At my company we found it a useful resource for training new engineers and piping designers. Other than my thermodynamics or fluids textbooks, I really don’t pull my (old and expensive) academic references off the bookshelf often, so I thought I’d talk a bit about this in the context of the hidden (from students) underworld of useful industrial grade resources that exist out there for orientation. Please put aesthetics aside and let’s look into B&H’s book.

What makes this book a great orientation to piping and plant design, for those so inclined?

First: Broad Applicability

The book smells like Houston, Oil, Chemicals, and Steam. The various chapters provide an orientation to layout and design principles for a wide range of process or power plants, equipment and piping types. Regardless whether you might work at or on a fossil coal or gas turbine plant, refinery, biogas facility, wastewater treatment center, hydro dam, solar thermal site – you are going to find something useful in this.

The initial chapters deal with general plant layout – who is doing this work, what are their skills, what considerations do they weigh when laying out any kind of facility. Even if you as a new engineer are not tasked with these considerations (responsibility usually falls under quite more experienced pipers and project engineers), you’d find it useful to speak the language and get a head start on understanding layout and equipment constraints as you work in an engineering team. You may work at an existing facility, in which case understanding some whys and hows help get you up to speed, and you often are tasked with retrofits that should obey similar principles.

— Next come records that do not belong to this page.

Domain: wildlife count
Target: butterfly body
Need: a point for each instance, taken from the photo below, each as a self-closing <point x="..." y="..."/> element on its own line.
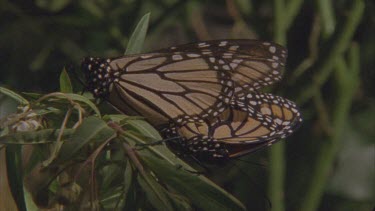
<point x="206" y="92"/>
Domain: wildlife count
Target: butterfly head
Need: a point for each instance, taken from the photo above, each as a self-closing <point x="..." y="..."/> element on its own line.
<point x="99" y="76"/>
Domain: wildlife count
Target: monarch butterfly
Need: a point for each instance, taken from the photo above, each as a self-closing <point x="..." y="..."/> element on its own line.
<point x="238" y="131"/>
<point x="186" y="83"/>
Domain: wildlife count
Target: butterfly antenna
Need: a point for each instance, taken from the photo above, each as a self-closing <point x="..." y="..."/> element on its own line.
<point x="252" y="163"/>
<point x="257" y="187"/>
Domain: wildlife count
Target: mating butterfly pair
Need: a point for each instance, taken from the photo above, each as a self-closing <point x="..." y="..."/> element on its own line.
<point x="205" y="92"/>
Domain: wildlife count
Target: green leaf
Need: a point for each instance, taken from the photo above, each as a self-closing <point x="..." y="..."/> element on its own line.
<point x="80" y="98"/>
<point x="138" y="37"/>
<point x="92" y="129"/>
<point x="155" y="193"/>
<point x="65" y="83"/>
<point x="202" y="192"/>
<point x="14" y="96"/>
<point x="35" y="137"/>
<point x="15" y="175"/>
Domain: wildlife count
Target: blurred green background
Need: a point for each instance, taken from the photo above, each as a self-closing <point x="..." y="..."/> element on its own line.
<point x="328" y="164"/>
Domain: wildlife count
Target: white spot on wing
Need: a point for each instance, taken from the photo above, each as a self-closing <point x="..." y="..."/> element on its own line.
<point x="272" y="49"/>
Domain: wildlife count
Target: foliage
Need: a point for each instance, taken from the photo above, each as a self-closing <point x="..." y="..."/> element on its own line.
<point x="329" y="74"/>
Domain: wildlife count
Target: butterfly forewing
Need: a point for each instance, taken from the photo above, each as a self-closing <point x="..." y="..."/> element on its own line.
<point x="163" y="87"/>
<point x="252" y="63"/>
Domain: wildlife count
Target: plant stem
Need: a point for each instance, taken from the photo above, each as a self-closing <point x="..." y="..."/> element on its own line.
<point x="339" y="46"/>
<point x="348" y="81"/>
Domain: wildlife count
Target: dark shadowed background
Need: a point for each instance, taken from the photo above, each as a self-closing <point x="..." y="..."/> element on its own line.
<point x="328" y="164"/>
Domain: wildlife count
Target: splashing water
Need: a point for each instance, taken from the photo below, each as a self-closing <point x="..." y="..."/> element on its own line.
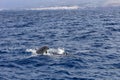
<point x="51" y="51"/>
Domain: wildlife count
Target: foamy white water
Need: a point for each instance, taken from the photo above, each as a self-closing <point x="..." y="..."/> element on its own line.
<point x="51" y="51"/>
<point x="56" y="8"/>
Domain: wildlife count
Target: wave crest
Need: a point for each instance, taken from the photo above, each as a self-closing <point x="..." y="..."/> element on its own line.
<point x="56" y="8"/>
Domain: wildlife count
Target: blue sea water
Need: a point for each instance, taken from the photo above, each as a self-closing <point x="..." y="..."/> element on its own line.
<point x="91" y="37"/>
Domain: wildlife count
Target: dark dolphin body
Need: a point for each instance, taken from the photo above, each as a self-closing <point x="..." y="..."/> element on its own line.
<point x="42" y="50"/>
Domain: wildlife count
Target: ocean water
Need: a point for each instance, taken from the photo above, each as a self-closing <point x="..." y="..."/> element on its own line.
<point x="91" y="38"/>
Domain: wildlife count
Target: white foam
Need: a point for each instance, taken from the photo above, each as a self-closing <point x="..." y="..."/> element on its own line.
<point x="55" y="8"/>
<point x="51" y="51"/>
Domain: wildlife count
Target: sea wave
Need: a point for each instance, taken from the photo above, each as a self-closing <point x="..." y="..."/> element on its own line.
<point x="51" y="51"/>
<point x="55" y="8"/>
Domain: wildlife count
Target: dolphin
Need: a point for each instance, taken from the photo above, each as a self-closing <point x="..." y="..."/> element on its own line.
<point x="42" y="50"/>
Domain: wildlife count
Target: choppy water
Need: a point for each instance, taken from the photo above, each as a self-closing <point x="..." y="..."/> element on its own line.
<point x="91" y="37"/>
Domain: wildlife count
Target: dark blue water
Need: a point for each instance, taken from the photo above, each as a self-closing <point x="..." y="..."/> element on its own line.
<point x="91" y="38"/>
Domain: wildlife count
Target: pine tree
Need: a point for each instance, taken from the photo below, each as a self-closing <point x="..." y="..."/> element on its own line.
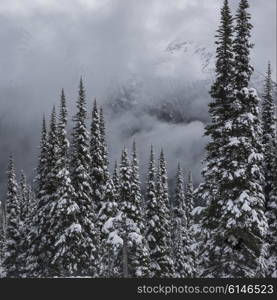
<point x="140" y="255"/>
<point x="103" y="142"/>
<point x="238" y="224"/>
<point x="40" y="177"/>
<point x="32" y="255"/>
<point x="12" y="249"/>
<point x="269" y="142"/>
<point x="24" y="197"/>
<point x="98" y="169"/>
<point x="183" y="239"/>
<point x="116" y="183"/>
<point x="219" y="108"/>
<point x="189" y="196"/>
<point x="158" y="231"/>
<point x="44" y="240"/>
<point x="178" y="219"/>
<point x="108" y="214"/>
<point x="65" y="227"/>
<point x="80" y="175"/>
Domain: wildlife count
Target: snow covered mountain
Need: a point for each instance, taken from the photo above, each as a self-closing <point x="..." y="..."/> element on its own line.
<point x="177" y="90"/>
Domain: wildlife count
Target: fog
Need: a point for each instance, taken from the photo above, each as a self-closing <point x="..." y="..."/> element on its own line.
<point x="47" y="45"/>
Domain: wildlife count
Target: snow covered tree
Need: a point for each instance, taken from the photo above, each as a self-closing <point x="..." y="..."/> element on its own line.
<point x="141" y="258"/>
<point x="65" y="228"/>
<point x="116" y="183"/>
<point x="189" y="199"/>
<point x="157" y="214"/>
<point x="24" y="197"/>
<point x="40" y="171"/>
<point x="42" y="245"/>
<point x="183" y="241"/>
<point x="178" y="219"/>
<point x="236" y="215"/>
<point x="134" y="248"/>
<point x="98" y="163"/>
<point x="80" y="176"/>
<point x="103" y="142"/>
<point x="12" y="250"/>
<point x="108" y="214"/>
<point x="219" y="109"/>
<point x="32" y="256"/>
<point x="270" y="163"/>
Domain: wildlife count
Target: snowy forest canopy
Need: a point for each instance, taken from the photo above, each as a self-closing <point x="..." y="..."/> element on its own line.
<point x="85" y="217"/>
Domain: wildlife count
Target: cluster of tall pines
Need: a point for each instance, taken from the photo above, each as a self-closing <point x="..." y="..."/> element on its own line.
<point x="83" y="220"/>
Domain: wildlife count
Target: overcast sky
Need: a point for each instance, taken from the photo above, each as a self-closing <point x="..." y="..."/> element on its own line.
<point x="48" y="44"/>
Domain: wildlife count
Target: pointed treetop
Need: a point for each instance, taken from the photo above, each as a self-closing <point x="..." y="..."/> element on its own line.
<point x="63" y="109"/>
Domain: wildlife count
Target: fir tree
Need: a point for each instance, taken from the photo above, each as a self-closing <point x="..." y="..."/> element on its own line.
<point x="158" y="231"/>
<point x="108" y="214"/>
<point x="238" y="222"/>
<point x="24" y="197"/>
<point x="141" y="260"/>
<point x="42" y="247"/>
<point x="183" y="239"/>
<point x="178" y="219"/>
<point x="32" y="256"/>
<point x="270" y="163"/>
<point x="12" y="249"/>
<point x="80" y="175"/>
<point x="115" y="178"/>
<point x="65" y="227"/>
<point x="219" y="108"/>
<point x="98" y="163"/>
<point x="103" y="142"/>
<point x="40" y="171"/>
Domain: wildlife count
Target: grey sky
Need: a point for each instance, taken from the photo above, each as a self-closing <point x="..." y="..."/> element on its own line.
<point x="48" y="44"/>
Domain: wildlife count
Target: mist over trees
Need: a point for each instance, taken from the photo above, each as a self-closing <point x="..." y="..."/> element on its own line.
<point x="87" y="216"/>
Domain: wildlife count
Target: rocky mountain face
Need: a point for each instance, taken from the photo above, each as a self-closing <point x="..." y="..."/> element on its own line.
<point x="168" y="96"/>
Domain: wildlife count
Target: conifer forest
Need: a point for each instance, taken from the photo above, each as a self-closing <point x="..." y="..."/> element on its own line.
<point x="85" y="214"/>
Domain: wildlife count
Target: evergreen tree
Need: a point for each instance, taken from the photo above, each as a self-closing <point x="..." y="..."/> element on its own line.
<point x="41" y="169"/>
<point x="269" y="142"/>
<point x="80" y="175"/>
<point x="133" y="250"/>
<point x="158" y="232"/>
<point x="104" y="143"/>
<point x="116" y="183"/>
<point x="108" y="214"/>
<point x="140" y="255"/>
<point x="238" y="224"/>
<point x="65" y="227"/>
<point x="189" y="199"/>
<point x="42" y="246"/>
<point x="178" y="219"/>
<point x="12" y="249"/>
<point x="24" y="197"/>
<point x="183" y="239"/>
<point x="219" y="108"/>
<point x="32" y="256"/>
<point x="98" y="164"/>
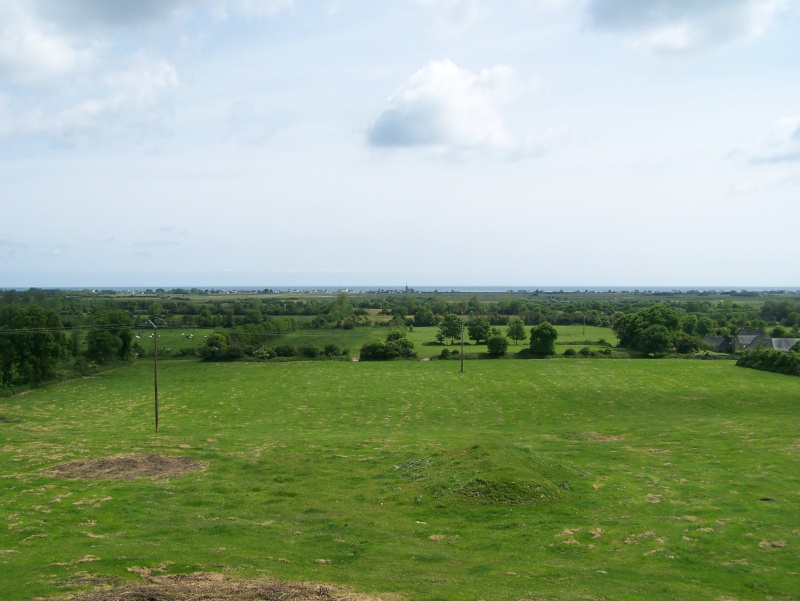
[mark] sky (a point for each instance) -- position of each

The book deals with many types of equipment and special considerations when placing it or piping it up. Compressors, heat exchangers, boilers, pumps, piping and supports, structural steel, buried piping, instrumentation, tanks – these span a wide range of disciplines such as civil, structural, mechanical, electrical, and instrumentation and controls aspects. Reading this gives you a nice rainbow of multidisciplinary background that serves one well if on a track to be on job sites where all this work is occurring, performing cost estimating that has to tally up scope across a wide range, or being a project engineer responsible for coordinating many types of work and workers.

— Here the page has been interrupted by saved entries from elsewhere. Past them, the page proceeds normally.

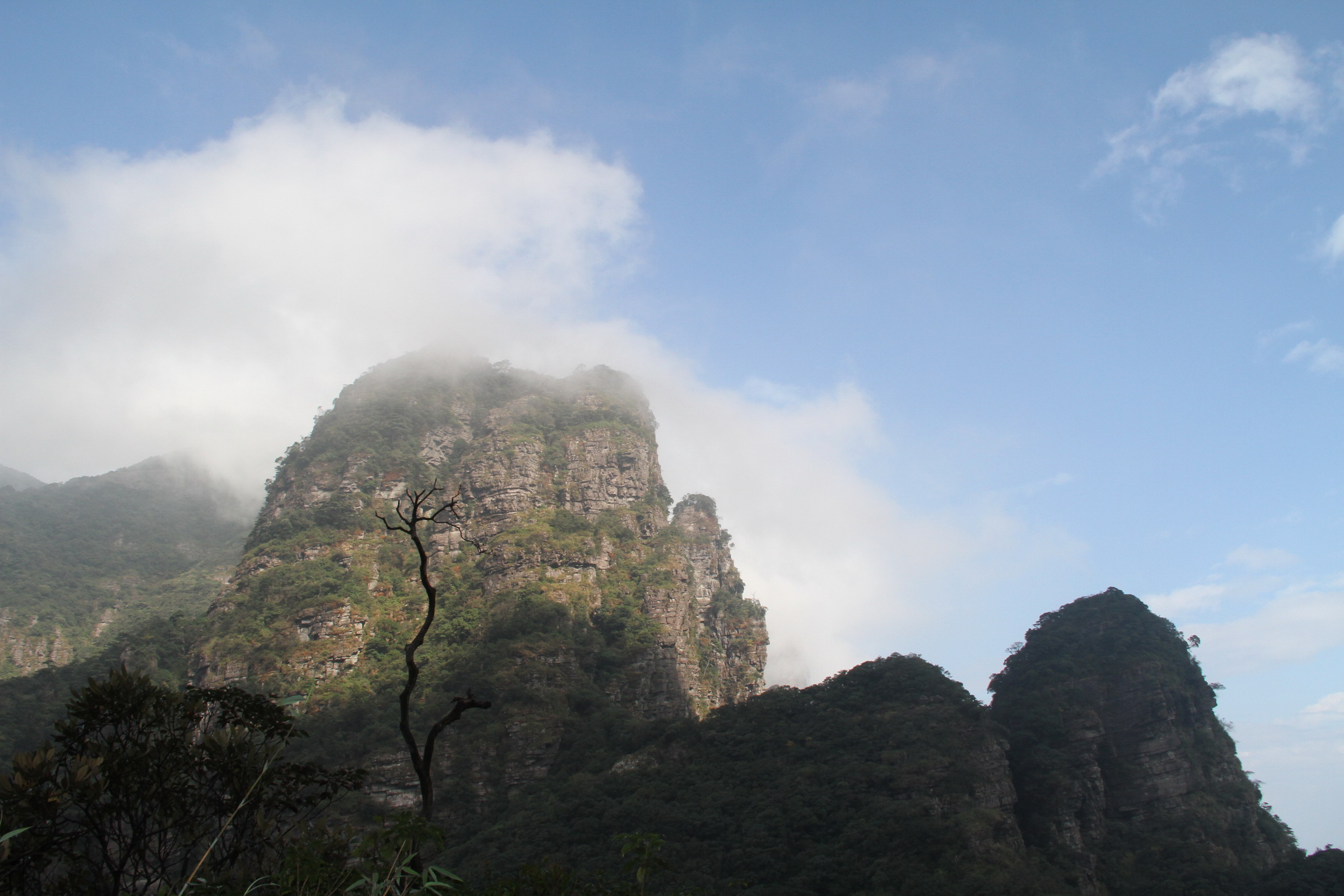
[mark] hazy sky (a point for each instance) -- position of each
(960, 311)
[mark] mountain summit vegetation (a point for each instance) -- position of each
(629, 734)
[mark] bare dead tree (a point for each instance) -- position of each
(414, 520)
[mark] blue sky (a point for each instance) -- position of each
(1016, 303)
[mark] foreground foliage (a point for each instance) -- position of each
(146, 786)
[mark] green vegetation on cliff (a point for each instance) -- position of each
(1124, 774)
(85, 559)
(885, 779)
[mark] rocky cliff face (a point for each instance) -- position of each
(888, 778)
(586, 592)
(1124, 773)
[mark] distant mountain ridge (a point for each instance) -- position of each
(18, 480)
(90, 556)
(609, 628)
(1124, 773)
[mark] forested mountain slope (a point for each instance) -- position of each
(592, 612)
(888, 778)
(1124, 774)
(87, 559)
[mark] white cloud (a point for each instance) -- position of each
(1252, 558)
(213, 300)
(1332, 247)
(1197, 597)
(1264, 74)
(1266, 78)
(1328, 708)
(1322, 356)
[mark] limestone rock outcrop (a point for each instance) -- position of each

Second: Old School Yet Timeless Applicability

B&H deserve credit for some meticulous drafting. Each illustration in the book (apparently this was written in the age before photographs; certainly before computer-aided design) is carefully drawn and lettered. It’s rare to find such craftsmanship preserved like this in an instructional book. Engineers appreciate the time and effort that it must have taken to design facilities in the old days.

Germanic attention to detail

It certainly humbles one when you think of the skills old school designers and engineers must have had, honed over the years, compared to what we take for granted “out of the box” with an AutoCAD or Visio package. But the principles in the book aren’t out of date simply because the figures weren’t generated with the latest software. How to place valves around pumps, what kind of space to leave around exchangers, different types of instruments – lots of tips and tricks embedded in here.

Third: Nomographs

Few use nomographs anymore, but I’ve always been enthralled by them as a way to convey a complex relationship graphically.

Told you this would hurt

Although usually impossible to read, and all in the unwieldy US Customary Units, the book is replete with all sorts of tables and nomographs that at least allow you to get an intuitive feel for the behavior of certain systems. For example in the figure above, a sense for how pipe size and thermal growth affect how big to make a “loop” in the piping to accommodate thermal stresses. With calculators and software these days we’ve lost of bit of this Fingerspitzengefühl, and not enough folks have a sense anymore within an order of magnitude -which sometimes is close enough – what answers should be without digital assistance.

Summary

If you are a young engineer or designer that may find themselves around these sorts of industries/facilities, I’d recommend checking this out. If one wants to take it to the next level, then the Society of Piping Engineers and Designers (SPED) offers online training based around the book. You would probably want to:

1) Get your company to fund this – probably not enough loose change in your pockets and

2) Drink some caffeinated beverages for the overhead slide portions

However, the actual plant examples of design fails are fun, and overall it was a good class, though I was fairly experienced at the time of the course. Someone younger might benefit even more.

Hope that’s of use in your endeavors.